Sekarang, bagaimana kita dapat memurnikan motivasi atau memikirkan apa yang Allah pikirkan? Itulah sebabnya kita ada di tengah-tengah dunia dengan 1001 masalah. Karena masalah-masalah itu adalah media di mana kita harus memilih antara apa yang dipikirkan Allah dan apa yang dipikirkan manusia. Kalau kita hanya di ruangan gelap, meditasi di tengah hutan, maka kita tidak punya persoalan, tidak punya pilihan. Tidak teruji, apakah kita mengikuti pikiran Allah atau pikiran manusia. Dan itu dimulai dari soal kecil yang anak dunia atau orang dunia pun dapat punya etika. Apa yang dipikirkan Allah dan manusia, itu jelas berbeda. Pertimbangan kita harus sesuai dengan pertimbangan Tuhan. Tentu, medianya adalah pengalaman hidup, perjalanan hidup kita setiap hari.
“Setiap orang yang mengikut Aku, ia harus menyangkal dirinya. Memikul salibnya dan mengikut Aku.” Menyangkal diri itu bukan sikap menolak perbuatan melanggar hukum. Menyangkal diri itu sama dengan menanggalkan pikiran manusia. Untuk kemudian, kita harus mengenakan pikiran Allah setiap hari; dari satu pilihan ke pilihan lainnya, dari satu keputusan ke keputusan lainnya. “Karena barangsiapa mau menyelamatkan nyawa, ia akan kehilangan nyawa. Tetapi barangsiapa kehilangan nyawa karena Aku, ia akan memperolehnya.” Nyawa di sini adalah psuke; kesenangan, selera duniawi kita. Hal ini yang harus ditanggalkan. Lalu kita berjuang untuk dapat mengenakan manusia baru, sehingga suatu saat kita bisa berkata, “Hidupku bukan aku lagi, tetapi Kristus.”

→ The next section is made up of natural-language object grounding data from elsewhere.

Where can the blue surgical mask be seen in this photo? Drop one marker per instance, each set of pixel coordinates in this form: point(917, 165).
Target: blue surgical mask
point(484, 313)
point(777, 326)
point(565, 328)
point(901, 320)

Ayat lain mengatakan, “Apa gunanya seorang memperoleh seluruh dunia, tetapi kehilangan nyawanya?” Kerajaan Surga adalah tempat di mana kita memiliki dinamika; pikiran dan perasaan kita masih eksis. Kita masih bisa menikmati makan, minum, seni budaya, keindahan alam. Kita punya hidup, punya nyawa. Tetapi kalau di neraka, tidak ada dinamika itu. Di neraka, orang kehilangan nyawa. Orang bisa punya uang, harta, mau pergi ke mana saja, mau beli apa saja, bisa. Namun, kalau suatu hari dia tidak punya dinamika hidup, masuk api kekal, mengerikan. Hari ini mungkin kita tidak bisa pergi ke mana kita mau, tidak pernah melihat yang namanya Eropa atau Amerika, apalagi Alaska, tetapi ketika kita mati, kita melihat kemuliaan Allah dan masuk Kerajaan Surga.
Jangan sombong! Milikilah perasaan beban dan krisis, dan mari kita berlatih terus. Kita harus berjuang terus. Kita berjuang untuk memikirkan apa yang Allah pikirkan, supaya kita jangan kehilangan pengharapan abadi di kekekalan.
Sepikiran dengan Tuhan, membuat kita seperjuangan dengan Tuhan dan tidak punya perjuangan sendiri.